All Me is launching with a multilingual interface engineered for clarity, neutrality and privacy.
From the moment a user arrives, the platform automatically detects their browser language and selects the closest match from our Swiss‑aligned set: EN, de‑CH, fr‑CH, it‑CH.
This is multilingual UX designed the All Me way: adaptive, privacy‑first, and free from tracking.
Four Swiss‑Aligned Languages at Launch
All Me supports four fully integrated UI languages:
• English (EN)
• German (Swiss) (de‑CH)
• French (Swiss) (fr‑CH)
• Italian (Swiss) (it‑CH)
Each variant follows Swiss linguistic norms, reinforcing All Me’s identity as a sovereign, neutral, Swiss‑engineered communication platform.
Automatic Detection + Manual Selector — With Explicit No‑Cookies Architecture
All Me uses a two‑layer language system
• Automatic detection reads the browser’s preferred languages and selects the closest supported match.
• Manual selector (EN / de‑CH / fr‑CH / it‑CH) allows users to override the detected language for the current session.
To make it explicit:
All Me uses no cookies for language detection, selection, or persistence.
No session cookies. No preference cookies. No tracking cookies.
If the user is not logged in, the language choice exists only in memory for the duration of the session.
If the user is logged in, they may optionally store a preferred language but only through explicit action.
Technical Architecture: HTML, JavaScript, and JSON
All Me’s multilingual system is built on a clean, auditable, zero‑trust architecture.
HTML: Translating Containers, Never Content
All Me uses a container‑based translation model.
Every translatable UI element is wrapped in a data-i18n attribute:
<nav>
<a data-i18n=”nav.home”></a>
<a data-i18n=”nav.about”></a>
<a data-i18n=”nav.login”></a>
</nav>
This ensures:
• Only system UI is translated
• User‑generated content is never touched
• The DOM remains predictable and auditable
• No translation logic ever interacts with user text
This is essential for a zero‑trust communication platform.
JavaScript: A Two‑File Translation Engine
All Me separates translation logic from page logic.
i18n.js — translation engine
Handles:
• loadLanguage(lang)
• applyTranslations()
• t(key)
• detectBrowserLanguage()
It loads the JSON file, stores it in memory, and applies translations to [data-i18n] elements.
main.js — page logic
Handles:
• manual override
• language selector events
• initial load sequence
It never contains translation logic.
This separation keeps the system modular, secure, and easy to audit.

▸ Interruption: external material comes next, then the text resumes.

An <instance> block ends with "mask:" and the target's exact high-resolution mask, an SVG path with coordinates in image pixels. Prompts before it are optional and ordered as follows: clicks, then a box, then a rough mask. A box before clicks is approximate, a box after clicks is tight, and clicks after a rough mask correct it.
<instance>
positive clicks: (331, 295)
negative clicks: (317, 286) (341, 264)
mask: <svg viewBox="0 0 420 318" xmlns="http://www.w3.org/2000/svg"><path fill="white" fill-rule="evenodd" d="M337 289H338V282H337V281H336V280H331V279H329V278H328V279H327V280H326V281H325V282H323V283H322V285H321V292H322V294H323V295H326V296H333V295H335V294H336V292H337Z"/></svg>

JSON Locale Files: Clean and Structured
Each language has its own JSON file:
/locales/
en.json
de-CH.json
fr-CH.json
it-CH.json
Example:
{
“nav.home”: “Home”,
“nav.about”: “About”,
“nav.login”: “Login”,
“button.save”: “Save”,
“message.loading”: “Loading…”
}
These files contain only system UI strings never user content.
Logged‑In Version: Containers Only, Never Content and importantly Still No Cookies
Once a user logs in, the translation rules become even stricter.
Translated:
• Navigation
• Buttons
• System messages
• Labels
• UI chrome
Never translated:
• User messages
• User posts
• User files
• User notes
• User metadata
And explicitly:
Even when logged in, All Me does not use cookies for translation or language preference storage.
Any stored preference is tied to the user’s encrypted profile, not the browser.
This prevents fingerprinting, cross‑device correlation and behavioural inference.
Why This Matters
Most platforms treat language as harmless metadata.
All Me treats it as a potential identifier and designs accordingly.
By combining:
• container‑based translation
• ephemeral detection
• Swiss‑specific variants
• strict separation of UI vs. user content
• explicit no‑cookies architecture
• no persistence without consent
All Me delivers a multilingual experience that respects privacy as much as clarity.
What’s Coming Next
The multilingual foundation is built to scale. Future updates include:
• Romansh support
• Dialect‑aware UI variants
• Per‑device language profiles
• User‑controlled translation modules
All Me continues to evolve into a communication platform that adapts to the user not the other way around.